A PISTOIA FUORI TUTTI DA VICOFARO, VIA LA “SACRALITÀ” DELL’ACCOGLIENZA

DI LUCA SOLDI

 

 

Fragile la tesi del Comune di Pistoia che nel chiudere Vicofaro si appella alla pericolosità delle strutture

Allora chiuda pure altre Chiese, altri Circoli

Ma chiuda pure le scuole, gli asili,…

Ecco l’atto che mette in chiaro la volontà da parte del Comune di Pistoia di impedire che una Chiesa possa esercitare il compito ed il ruolo che le vengono imposti dal Vangelo

Tutto il processo che era stato sapientemente costruito arriva a compimento

Il clima di odio e paura trova il suo risultato

Mai si era arrivati a tutto ciò

Siamo indignati come cattolici e come cittadini italiani

Ci auguriamo che la Diocesi sappia rispondere in modo opportuno a questo affronto che la Chiesa pistoiese e Toscana non aveva mai dovuto sopportare

Pochi giorni fa don Massimo era stato ricevuto insieme ad altri rappresentanti del mondo che segue il fenomeno dell’accoglienza, del razzismo  e della xenofobia, da Papa Francesco che gli aveva tributato il riconoscimento ad una azione di contrasto alle indifferenze ed agli egoismi

Oggi il Comune di Pistoia si svela per quello ch’è mettendo pure in discussione gli atti che regolano la convivenza fra Stato italiano e Stato Del Vaticano.

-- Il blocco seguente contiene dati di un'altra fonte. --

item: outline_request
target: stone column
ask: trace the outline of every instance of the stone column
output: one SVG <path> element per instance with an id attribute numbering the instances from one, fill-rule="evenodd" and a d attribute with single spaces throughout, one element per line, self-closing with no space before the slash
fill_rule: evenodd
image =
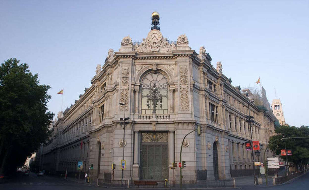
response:
<path id="1" fill-rule="evenodd" d="M 133 167 L 133 176 L 134 180 L 139 180 L 139 158 L 140 157 L 140 133 L 134 132 L 134 160 Z"/>
<path id="2" fill-rule="evenodd" d="M 208 120 L 210 119 L 210 113 L 209 112 L 209 97 L 208 96 L 206 96 L 206 112 L 207 115 L 206 116 L 206 120 L 207 121 L 207 123 L 208 123 Z"/>
<path id="3" fill-rule="evenodd" d="M 138 106 L 139 103 L 139 99 L 138 98 L 139 96 L 139 88 L 136 88 L 135 90 L 135 113 L 139 113 L 138 111 Z"/>
<path id="4" fill-rule="evenodd" d="M 174 100 L 173 99 L 173 89 L 170 89 L 170 107 L 171 113 L 173 113 L 174 109 Z"/>
<path id="5" fill-rule="evenodd" d="M 175 131 L 170 131 L 168 133 L 168 165 L 169 167 L 171 167 L 172 163 L 175 160 Z M 174 170 L 168 170 L 168 180 L 173 179 L 173 171 Z"/>
<path id="6" fill-rule="evenodd" d="M 252 127 L 252 138 L 255 140 L 256 137 L 255 136 L 255 127 L 254 125 L 251 125 Z"/>
<path id="7" fill-rule="evenodd" d="M 222 119 L 223 119 L 223 129 L 226 130 L 227 129 L 226 116 L 226 112 L 225 111 L 225 107 L 223 105 L 222 106 L 222 114 L 223 114 L 222 116 Z"/>
<path id="8" fill-rule="evenodd" d="M 240 122 L 239 120 L 239 117 L 237 116 L 236 117 L 236 122 L 237 123 L 237 128 L 238 129 L 238 130 L 237 130 L 237 134 L 238 136 L 241 136 L 241 133 L 240 132 L 240 129 L 242 127 L 240 126 Z"/>
<path id="9" fill-rule="evenodd" d="M 231 113 L 231 115 L 232 119 L 232 133 L 235 134 L 236 132 L 236 128 L 235 126 L 235 115 L 232 113 Z"/>
<path id="10" fill-rule="evenodd" d="M 243 119 L 241 119 L 241 127 L 242 127 L 241 130 L 241 133 L 243 135 L 243 137 L 245 137 L 245 122 Z"/>
<path id="11" fill-rule="evenodd" d="M 231 123 L 230 121 L 230 112 L 228 111 L 226 114 L 226 127 L 227 127 L 228 130 L 230 130 L 231 128 Z"/>

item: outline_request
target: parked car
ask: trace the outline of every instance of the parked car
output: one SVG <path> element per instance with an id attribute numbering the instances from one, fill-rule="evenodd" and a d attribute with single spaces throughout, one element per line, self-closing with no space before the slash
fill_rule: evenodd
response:
<path id="1" fill-rule="evenodd" d="M 25 170 L 24 172 L 23 172 L 23 175 L 26 175 L 27 176 L 29 175 L 29 173 L 30 173 L 30 172 L 29 172 L 29 170 Z"/>
<path id="2" fill-rule="evenodd" d="M 38 176 L 44 176 L 44 173 L 43 172 L 39 172 L 38 173 Z"/>
<path id="3" fill-rule="evenodd" d="M 5 182 L 6 179 L 4 174 L 0 173 L 0 184 Z"/>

Sorprende intanto che sarebbe in arrivo per prossimo Natale, da parte della maggioranza che amministra la città, precisamente dal gruppo consiliare della Lega, una singolare richiesta, stranamente coincidente con i nuovi fatti di Vicofaro.

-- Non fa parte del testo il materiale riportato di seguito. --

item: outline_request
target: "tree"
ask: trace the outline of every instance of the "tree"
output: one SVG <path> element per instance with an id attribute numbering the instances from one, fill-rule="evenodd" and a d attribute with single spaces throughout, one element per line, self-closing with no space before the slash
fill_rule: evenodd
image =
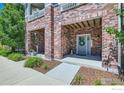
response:
<path id="1" fill-rule="evenodd" d="M 0 42 L 14 51 L 24 48 L 25 17 L 22 4 L 5 4 L 0 11 Z"/>

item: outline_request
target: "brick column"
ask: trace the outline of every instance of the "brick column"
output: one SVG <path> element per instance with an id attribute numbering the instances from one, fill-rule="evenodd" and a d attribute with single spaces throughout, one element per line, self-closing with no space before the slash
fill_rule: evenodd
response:
<path id="1" fill-rule="evenodd" d="M 62 26 L 61 26 L 61 9 L 54 8 L 54 58 L 60 59 L 63 57 L 62 52 Z"/>
<path id="2" fill-rule="evenodd" d="M 26 51 L 26 53 L 29 52 L 30 48 L 31 48 L 31 32 L 29 32 L 26 29 L 26 34 L 25 34 L 25 51 Z"/>
<path id="3" fill-rule="evenodd" d="M 117 42 L 115 37 L 104 31 L 104 28 L 106 27 L 114 27 L 117 29 L 118 19 L 113 10 L 114 8 L 117 8 L 117 4 L 109 5 L 107 7 L 107 14 L 102 18 L 102 61 L 108 58 L 111 49 L 113 49 L 112 56 L 114 57 L 114 61 L 117 62 Z"/>
<path id="4" fill-rule="evenodd" d="M 54 55 L 54 11 L 51 4 L 45 6 L 45 57 L 53 59 Z"/>

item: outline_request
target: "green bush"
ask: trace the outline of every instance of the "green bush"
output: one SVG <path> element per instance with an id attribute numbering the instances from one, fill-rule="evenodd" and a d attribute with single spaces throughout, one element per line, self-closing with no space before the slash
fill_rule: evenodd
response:
<path id="1" fill-rule="evenodd" d="M 8 59 L 13 61 L 21 61 L 24 60 L 24 55 L 21 53 L 12 53 L 8 56 Z"/>
<path id="2" fill-rule="evenodd" d="M 94 81 L 94 85 L 102 85 L 101 80 L 95 80 L 95 81 Z"/>
<path id="3" fill-rule="evenodd" d="M 75 84 L 77 85 L 80 85 L 81 84 L 81 81 L 83 80 L 82 76 L 80 74 L 77 74 L 74 78 L 74 82 Z"/>
<path id="4" fill-rule="evenodd" d="M 1 56 L 5 56 L 7 57 L 10 53 L 10 50 L 4 49 L 4 48 L 0 48 L 0 55 Z"/>
<path id="5" fill-rule="evenodd" d="M 43 65 L 43 68 L 44 68 L 45 70 L 47 70 L 47 69 L 48 69 L 48 65 L 47 65 L 47 64 L 44 64 L 44 65 Z"/>
<path id="6" fill-rule="evenodd" d="M 24 66 L 25 67 L 29 67 L 29 68 L 33 68 L 33 67 L 39 67 L 41 66 L 43 63 L 43 60 L 42 58 L 39 58 L 39 57 L 29 57 Z"/>

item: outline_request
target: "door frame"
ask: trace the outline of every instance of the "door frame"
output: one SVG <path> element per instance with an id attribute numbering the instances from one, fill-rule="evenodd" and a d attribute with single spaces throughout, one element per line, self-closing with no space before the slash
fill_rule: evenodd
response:
<path id="1" fill-rule="evenodd" d="M 91 43 L 92 43 L 92 40 L 91 40 L 91 34 L 78 34 L 76 35 L 76 54 L 78 54 L 78 41 L 79 41 L 79 36 L 89 36 L 89 39 L 90 39 L 90 46 L 89 46 L 89 55 L 91 55 Z M 86 40 L 86 43 L 87 43 L 87 40 Z M 86 45 L 86 56 L 87 56 L 87 45 Z"/>

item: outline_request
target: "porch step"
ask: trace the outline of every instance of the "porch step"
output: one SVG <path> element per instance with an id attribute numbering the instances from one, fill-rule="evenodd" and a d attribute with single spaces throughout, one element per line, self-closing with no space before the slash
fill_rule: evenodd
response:
<path id="1" fill-rule="evenodd" d="M 77 65 L 62 63 L 59 66 L 47 72 L 45 75 L 63 81 L 66 84 L 70 84 L 74 76 L 78 72 L 79 68 L 80 66 Z"/>

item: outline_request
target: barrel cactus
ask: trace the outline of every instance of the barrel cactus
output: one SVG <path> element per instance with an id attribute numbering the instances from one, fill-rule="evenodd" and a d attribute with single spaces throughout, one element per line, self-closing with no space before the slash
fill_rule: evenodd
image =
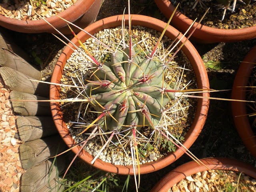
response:
<path id="1" fill-rule="evenodd" d="M 207 1 L 212 1 L 214 0 L 210 0 Z M 204 4 L 203 0 L 196 0 L 193 8 L 194 8 L 196 5 L 199 3 L 201 6 Z M 226 15 L 226 12 L 227 10 L 229 10 L 232 12 L 235 11 L 236 6 L 236 5 L 237 0 L 216 0 L 216 5 L 218 9 L 223 9 L 223 14 L 221 19 L 221 20 L 224 19 Z M 248 4 L 251 2 L 251 0 L 240 0 L 239 1 L 244 4 Z M 233 2 L 233 4 L 231 6 L 231 3 Z M 231 6 L 231 7 L 230 7 Z M 231 7 L 231 8 L 230 8 Z"/>
<path id="2" fill-rule="evenodd" d="M 98 123 L 111 131 L 140 128 L 154 129 L 162 116 L 164 106 L 174 98 L 163 81 L 166 68 L 162 61 L 142 58 L 136 49 L 126 48 L 111 54 L 111 60 L 102 64 L 94 73 L 94 81 L 86 87 L 91 105 L 98 113 Z M 105 118 L 104 118 L 105 117 Z M 125 126 L 124 126 L 125 125 Z"/>

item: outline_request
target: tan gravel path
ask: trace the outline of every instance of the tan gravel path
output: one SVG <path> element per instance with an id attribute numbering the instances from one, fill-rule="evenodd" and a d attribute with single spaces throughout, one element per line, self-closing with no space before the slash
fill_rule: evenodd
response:
<path id="1" fill-rule="evenodd" d="M 10 90 L 0 76 L 0 191 L 18 192 L 24 172 L 18 151 L 22 142 L 14 138 L 17 132 L 16 117 L 8 100 Z"/>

Sarebbe stata protocollata una mozione in Comune che chiede a sindaco e giunta di attivarsi per fare si che nelle scuole e nei locali delle istituzioni venga esposto un presepe. Una richiesta, lo scorso anno, in tale senso era stata fatta tardivamente «era stata ritirata per assenza di tempi utili alla discussione» come spiega lo stesso capogruppo Gabriele Gori.

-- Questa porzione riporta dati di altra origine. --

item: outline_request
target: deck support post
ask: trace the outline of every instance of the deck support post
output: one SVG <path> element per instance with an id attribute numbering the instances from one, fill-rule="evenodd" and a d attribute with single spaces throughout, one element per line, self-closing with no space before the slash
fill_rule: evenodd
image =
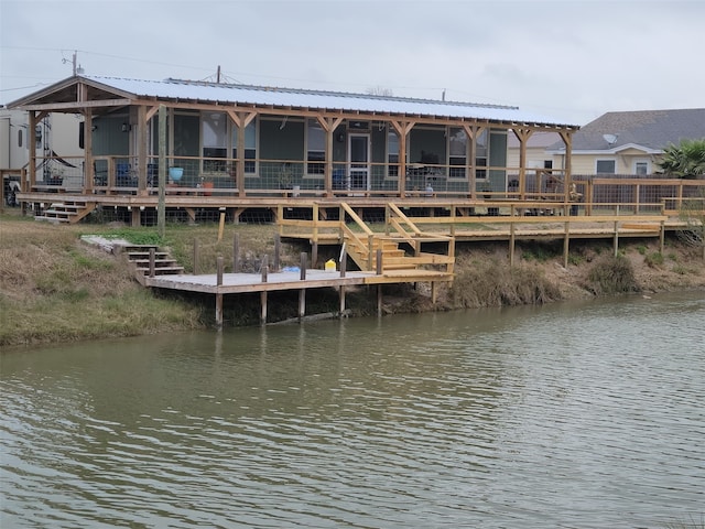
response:
<path id="1" fill-rule="evenodd" d="M 377 285 L 377 315 L 381 317 L 382 315 L 382 285 Z"/>
<path id="2" fill-rule="evenodd" d="M 153 278 L 156 269 L 156 250 L 150 248 L 150 278 Z"/>
<path id="3" fill-rule="evenodd" d="M 267 291 L 260 292 L 260 325 L 267 325 Z"/>
<path id="4" fill-rule="evenodd" d="M 341 278 L 345 278 L 347 262 L 348 262 L 348 252 L 346 251 L 346 249 L 344 247 L 343 251 L 340 252 L 340 277 Z"/>
<path id="5" fill-rule="evenodd" d="M 345 287 L 340 285 L 340 319 L 345 315 Z"/>
<path id="6" fill-rule="evenodd" d="M 512 215 L 513 215 L 513 206 L 512 206 Z M 509 224 L 509 266 L 514 266 L 514 246 L 516 246 L 516 226 L 514 223 Z"/>
<path id="7" fill-rule="evenodd" d="M 216 327 L 223 331 L 223 294 L 216 294 Z"/>
<path id="8" fill-rule="evenodd" d="M 274 271 L 279 271 L 279 257 L 282 250 L 282 238 L 279 234 L 274 234 Z"/>
<path id="9" fill-rule="evenodd" d="M 262 258 L 262 282 L 267 282 L 267 276 L 269 273 L 269 256 Z"/>
<path id="10" fill-rule="evenodd" d="M 299 270 L 301 271 L 301 276 L 299 277 L 299 279 L 301 279 L 302 281 L 306 280 L 306 259 L 307 259 L 306 252 L 302 251 L 301 264 L 299 267 Z M 306 315 L 306 289 L 301 289 L 299 291 L 299 322 L 300 323 L 305 315 Z"/>
<path id="11" fill-rule="evenodd" d="M 223 270 L 225 264 L 223 262 L 223 256 L 218 256 L 216 259 L 216 284 L 220 287 L 223 284 Z"/>
<path id="12" fill-rule="evenodd" d="M 568 268 L 568 253 L 571 251 L 571 223 L 565 222 L 565 234 L 563 235 L 563 268 Z"/>
<path id="13" fill-rule="evenodd" d="M 615 241 L 614 241 L 614 250 L 615 250 L 615 257 L 617 257 L 617 253 L 619 253 L 619 226 L 617 220 L 615 220 Z"/>
<path id="14" fill-rule="evenodd" d="M 194 239 L 194 276 L 198 276 L 198 239 Z"/>
<path id="15" fill-rule="evenodd" d="M 665 248 L 665 220 L 661 220 L 661 226 L 659 229 L 659 251 L 663 253 Z"/>
<path id="16" fill-rule="evenodd" d="M 240 234 L 232 238 L 232 273 L 240 273 Z"/>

“Le radici culturali dell’Occidente – si legge nel documento protocollato – sono inossidabilmente legate alla millenaria cultura giudaico cristiana e, soprattutto nel nostro paese, i simboli e le tradizioni religiose, quali il crocifisso o il presepe, prima ancora che simboli e tradizioni religiose sono una testimonianza di valori quali libertà, uguaglianza e tolleranza”

Bello si, ma chi racconterà che la Sacra Famiglia era composta proprio da forestieri, scacciati da tutti?